From a constant failure to invest properly in decent infrastructure, public transport, public buildings, and user friendly public facilities, let alone failing to looking after our best assets, such as the volcanic cones (most of which have been quarried from existence), the twin harbours, the beaches, lakes and natural features that abound within the Auckland region. And to top it off, the failure that is the rancid cream on the cake, are the buildings that drape themselves over Auckland like a damp mouldy blanket, rotting away at our souls and lives.

They are the truly insidious and disgusting developer driven foul leaking homes, ghetto enhancing apartment dwellings and ill conceived commercial buildings that blight our amazing landscape with their hideous forms and poorly functioning purpose.
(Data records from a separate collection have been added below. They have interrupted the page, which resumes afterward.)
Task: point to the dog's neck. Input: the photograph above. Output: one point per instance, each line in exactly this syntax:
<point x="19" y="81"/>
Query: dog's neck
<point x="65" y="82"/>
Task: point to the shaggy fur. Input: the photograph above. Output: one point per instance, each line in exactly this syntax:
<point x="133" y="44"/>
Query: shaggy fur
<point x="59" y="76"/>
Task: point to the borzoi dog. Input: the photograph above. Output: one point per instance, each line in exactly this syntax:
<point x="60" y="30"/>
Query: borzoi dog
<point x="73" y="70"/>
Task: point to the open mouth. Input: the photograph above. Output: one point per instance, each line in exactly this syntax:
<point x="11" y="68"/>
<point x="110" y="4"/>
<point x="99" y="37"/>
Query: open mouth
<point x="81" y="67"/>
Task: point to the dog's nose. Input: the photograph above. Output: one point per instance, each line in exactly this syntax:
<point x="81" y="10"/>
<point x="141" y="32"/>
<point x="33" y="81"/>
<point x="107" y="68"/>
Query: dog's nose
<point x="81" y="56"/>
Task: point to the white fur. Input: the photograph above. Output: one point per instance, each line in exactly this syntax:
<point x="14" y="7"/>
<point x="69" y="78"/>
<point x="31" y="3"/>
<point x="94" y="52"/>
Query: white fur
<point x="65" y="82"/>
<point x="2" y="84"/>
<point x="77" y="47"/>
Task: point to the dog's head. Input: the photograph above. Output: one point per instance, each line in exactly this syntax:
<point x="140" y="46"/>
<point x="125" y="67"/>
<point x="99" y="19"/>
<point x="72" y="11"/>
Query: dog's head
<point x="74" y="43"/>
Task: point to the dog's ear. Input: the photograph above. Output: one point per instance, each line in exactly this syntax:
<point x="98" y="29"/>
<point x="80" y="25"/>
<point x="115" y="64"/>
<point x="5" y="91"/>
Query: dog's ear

I could write volumes on how sick I feel each time I’m affronted with a new pile of shit being constructed on prime sites around Auckland.

I ask you, have you ever truly been offended by a building just by its pure ugliness and gross form, mismatched colour palate and greed hungry dollar driven templates that attempt to squeeze every last cent of rentable space out of every square metre?

Everywhere I turn, glance or sometimes, just plainly look and stare at some of the recent buildings that have been built in and around Auckland during the largest property boom this country is ever likely to see, my heart sinks because I know that yet again we’ve failed. Failed to cry outrage at the tiny apartments that force people to live like rats, failed to hold accountable, the people responsible for the thousands of leaking and sick homes that are ruining lives every day.
comfort_inn
From the decaying Eden Quarter, to the nasty apartment blocks that blight Hobson and Nelson Streets, the Newmarket slum apartments bordering Broadway Park and let’s not forget to mention the sieve that is Sacramento in East Auckland. They are but a fraction of the thousands of homes that are claiming victims left, right & centre in Auckland. The commercial building nightmares such as the Comfort Inn in Newton Gully, the Tony Tay Building on the prime site on the corner of K Rd and Queen St, all the way to one of Auckland’s most truly grotesque forms that is the Royal Oak Mall. Have you ever been stuck in traffic at the roundabout and wondered at the surrounding hideous forms that we call building’s, that radiate out from it, like some sort of malformed ripples in a very sick stagnant pond? Does ugly form breed more ugly form around it? And, if so, how can we stop it?
royal-oak-outside .. royal-oak-inside
I hope though, that one day soon, we can turn this tide of greed driven construction and malformed intent and start reshaping Auckland the way it should be. From the Ironbank to the Auckland University’s New School of Business, to the Civic and the Wilson School in Takapuna, all the way to looking after our beautiful beaches, unique landscapes and the environment. And hopefully along the way creating new urban spaces to enjoy our harbour waterfronts and inner city parks. These are what we should cry for, buildings that enhance our lives, workplaces and appeal to the landscape with better form, function and aesthetics that would make Auckland a city to be proud to live in, visit or just simply be a pleasure to transit through. We should be designing buildings that leave a positive impression by creating, approving and ultimately using in the way intended. Because these are buildings that we will have to use, look at, and live in for the rest of our lives should we choose to live in Auckland.

The winds of change are upon us, so I hope that we as Aucklanders will make the right decision in voting in a governing body that will take pride in Auckland and bring it forward out of the mire we find ourselves in.

Exceed expectations and excel in everything you set out to achieve, for you cannot fail if your heart is in it until the very end.